Sì, lo spiego proprio così quando mi chiedono cos’è l’anedonia. E, in questi casi, mi vengono in mente due cose: l’alfa privativo e la canzone di Pino Daniele. Marcello, però, non aveva studiato il greco ed era troppo giovane per conoscere questa canzone. Forse, in un mondo ideale, sarebbe stato anche troppo giovane per conoscere la depressione, ma questa è un’altra storia. Sono oramai persuaso da diversi anni che la realtà è fattuale e che tutte le speculazioni sulla giustizia, sulla verità, sul ciò che dovrebbe o non dovrebbe essere non servono a niente.
Sì, Marcello aveva sofferto di depressione a vent’anni e, ora che ne aveva 22, era ancora in lizza, per noi amanti della psicopatologia e della statistica, per la vittoria di un disturbo bipolare che, da qui a qualche anno, si sarebbe potuto manifestare spazzando via ogni lentezza, ogni indecisione, ogni piattezza che questo giovane studente di qualcosa dal nome molto esotico, ma che non avevo capito bene data la mia veneranda età (ai miei tempi esistevano cinque lauree, abbiate pazienza), viveva oramai giornalmente da quando era “guarito”. Guarito dalla depressione? Sì, gli avevano detto così, perché non aveva più un umore depresso, perché non piangeva più. Già, non piangeva più, come se il non piangere più fosse una cosa buona.
Chi non riesce a piangere più non riesce a ridere più, vale a dire vive in un limbo sospeso senza alcuna emozione. È come se lui fluttuasse nella vita. Niente più fa commuovere, vale a dire che niente più si muove dentro. Certo, non vuoi più ucciderti e non piangi a dirotto senza motivo, ma non piangi più neanche quando un motivo ci sarebbe, e ti senti come se fossi un modello base senza qualche pezzo. Inadatto alla vita, diverso dalla tua vita di prima. Ogni qual volta esiste un prima ed un dopo c’è sempre qualcosa che è morto dentro.
Eppure, nonostante la brillante descrizione di questo studente di qualcosologia forse applicata, tutti facevano spallucce e gli dicevano che stava bene. Stava bene perché non aveva più l’umore depresso. Come se l’anedonia non fosse depressione, come se esistesse una sofferenza che non è sofferenza.

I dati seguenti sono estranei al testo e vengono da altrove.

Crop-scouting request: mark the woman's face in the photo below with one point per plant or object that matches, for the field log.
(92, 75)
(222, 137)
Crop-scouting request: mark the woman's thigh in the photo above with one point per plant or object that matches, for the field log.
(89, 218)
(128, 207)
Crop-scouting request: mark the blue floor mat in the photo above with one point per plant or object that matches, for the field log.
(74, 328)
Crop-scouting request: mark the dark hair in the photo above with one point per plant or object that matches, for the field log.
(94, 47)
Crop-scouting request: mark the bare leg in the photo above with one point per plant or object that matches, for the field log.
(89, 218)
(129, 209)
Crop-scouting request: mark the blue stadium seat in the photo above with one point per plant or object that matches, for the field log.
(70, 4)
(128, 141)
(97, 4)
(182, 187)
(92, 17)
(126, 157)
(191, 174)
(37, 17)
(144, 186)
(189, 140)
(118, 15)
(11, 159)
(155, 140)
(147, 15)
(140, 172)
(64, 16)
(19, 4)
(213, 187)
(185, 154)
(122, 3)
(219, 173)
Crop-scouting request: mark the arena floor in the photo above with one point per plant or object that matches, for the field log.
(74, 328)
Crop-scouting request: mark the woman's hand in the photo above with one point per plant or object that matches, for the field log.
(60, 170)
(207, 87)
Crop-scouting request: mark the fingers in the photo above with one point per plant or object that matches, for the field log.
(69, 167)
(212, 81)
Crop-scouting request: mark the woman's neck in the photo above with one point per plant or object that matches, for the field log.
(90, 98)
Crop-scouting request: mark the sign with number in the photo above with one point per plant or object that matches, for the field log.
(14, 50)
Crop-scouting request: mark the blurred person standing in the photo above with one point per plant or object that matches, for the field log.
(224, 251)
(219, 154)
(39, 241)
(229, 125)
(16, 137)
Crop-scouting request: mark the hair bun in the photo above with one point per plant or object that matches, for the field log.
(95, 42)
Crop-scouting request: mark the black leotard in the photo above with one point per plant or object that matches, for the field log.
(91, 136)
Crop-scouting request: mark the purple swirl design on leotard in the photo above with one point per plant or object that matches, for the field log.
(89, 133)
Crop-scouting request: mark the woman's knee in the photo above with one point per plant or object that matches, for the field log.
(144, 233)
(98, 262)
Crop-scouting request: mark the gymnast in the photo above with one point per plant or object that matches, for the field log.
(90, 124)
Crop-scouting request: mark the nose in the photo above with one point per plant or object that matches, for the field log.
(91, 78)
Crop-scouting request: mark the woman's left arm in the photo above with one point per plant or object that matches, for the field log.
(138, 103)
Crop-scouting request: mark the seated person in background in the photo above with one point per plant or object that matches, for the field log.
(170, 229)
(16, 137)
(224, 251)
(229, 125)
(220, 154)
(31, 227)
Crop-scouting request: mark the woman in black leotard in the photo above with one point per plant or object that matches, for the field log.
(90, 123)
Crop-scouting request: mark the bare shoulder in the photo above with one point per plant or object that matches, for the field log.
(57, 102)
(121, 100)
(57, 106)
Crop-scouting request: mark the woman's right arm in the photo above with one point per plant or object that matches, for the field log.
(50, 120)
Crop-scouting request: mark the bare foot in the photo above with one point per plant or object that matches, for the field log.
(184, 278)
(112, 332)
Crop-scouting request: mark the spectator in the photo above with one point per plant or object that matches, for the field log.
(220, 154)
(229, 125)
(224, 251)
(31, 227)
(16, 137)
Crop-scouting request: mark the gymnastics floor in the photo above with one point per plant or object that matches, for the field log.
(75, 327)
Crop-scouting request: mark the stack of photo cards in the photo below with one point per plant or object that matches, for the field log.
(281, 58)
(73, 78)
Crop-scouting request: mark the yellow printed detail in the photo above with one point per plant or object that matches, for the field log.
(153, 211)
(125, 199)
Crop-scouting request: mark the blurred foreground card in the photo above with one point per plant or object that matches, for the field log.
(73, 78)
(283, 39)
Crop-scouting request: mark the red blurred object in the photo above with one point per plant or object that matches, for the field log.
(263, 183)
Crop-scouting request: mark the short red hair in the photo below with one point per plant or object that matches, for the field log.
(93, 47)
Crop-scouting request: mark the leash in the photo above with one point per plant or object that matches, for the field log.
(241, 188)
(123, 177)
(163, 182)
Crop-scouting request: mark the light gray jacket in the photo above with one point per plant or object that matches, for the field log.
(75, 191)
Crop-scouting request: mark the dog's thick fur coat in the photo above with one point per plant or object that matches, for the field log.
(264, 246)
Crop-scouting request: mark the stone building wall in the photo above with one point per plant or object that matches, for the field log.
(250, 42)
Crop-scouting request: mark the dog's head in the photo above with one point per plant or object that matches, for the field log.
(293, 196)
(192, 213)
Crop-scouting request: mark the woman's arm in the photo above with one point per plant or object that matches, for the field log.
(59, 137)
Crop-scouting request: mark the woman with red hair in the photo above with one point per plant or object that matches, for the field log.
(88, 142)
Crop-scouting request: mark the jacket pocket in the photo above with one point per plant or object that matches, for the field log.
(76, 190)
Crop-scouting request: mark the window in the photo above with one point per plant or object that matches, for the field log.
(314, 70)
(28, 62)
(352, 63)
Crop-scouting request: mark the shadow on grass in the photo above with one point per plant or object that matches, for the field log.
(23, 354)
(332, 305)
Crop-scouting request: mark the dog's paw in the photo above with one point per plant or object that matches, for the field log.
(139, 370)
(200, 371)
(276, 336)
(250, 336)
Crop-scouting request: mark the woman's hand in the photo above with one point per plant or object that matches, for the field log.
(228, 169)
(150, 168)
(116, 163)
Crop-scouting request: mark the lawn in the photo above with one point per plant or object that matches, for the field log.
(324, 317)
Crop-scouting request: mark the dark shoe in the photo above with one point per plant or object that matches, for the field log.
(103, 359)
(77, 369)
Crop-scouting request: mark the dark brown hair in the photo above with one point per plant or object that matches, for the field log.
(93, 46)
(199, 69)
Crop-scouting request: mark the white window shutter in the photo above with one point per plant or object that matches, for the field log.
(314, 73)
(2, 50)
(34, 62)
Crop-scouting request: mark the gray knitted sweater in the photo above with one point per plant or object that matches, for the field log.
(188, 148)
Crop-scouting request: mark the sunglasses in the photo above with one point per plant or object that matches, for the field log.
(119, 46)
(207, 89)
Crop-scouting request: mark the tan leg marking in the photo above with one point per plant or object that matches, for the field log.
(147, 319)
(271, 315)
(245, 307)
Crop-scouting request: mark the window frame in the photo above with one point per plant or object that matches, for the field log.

Gli avrebbero dovuto spiegare che aveva ragione, che stava male ma di un male diverso, più subdolo; chiamare in causa la sintomatologia residua, la risposta parziale, il meccanismo del reward e le terapie efficaci che ci sono ma che non sono standard perché lo standard resta ancora quello di vent’anni: succede quando il cambiamento di pratiche consolidate dall’uso fa più paura della patologia stessa. Non è colpa di nessuno, non lo si fa con cattiveria o per incompetenza, ma solo perché attraverso l’abitudine, come dice quel tale, si pensa di raggiungere l’immortalità.
“Ci possiamo provare, Marcello, ma dobbiamo stare attenti. Dobbiamo prendere tutte le precauzioni, molte delle quali ti sembreranno anche eccessive, per evitare che per curarti questa cosa tu ti ritrovi, tra una settimana, appeso ai muri come l’uomo ragno. Ci stai?”.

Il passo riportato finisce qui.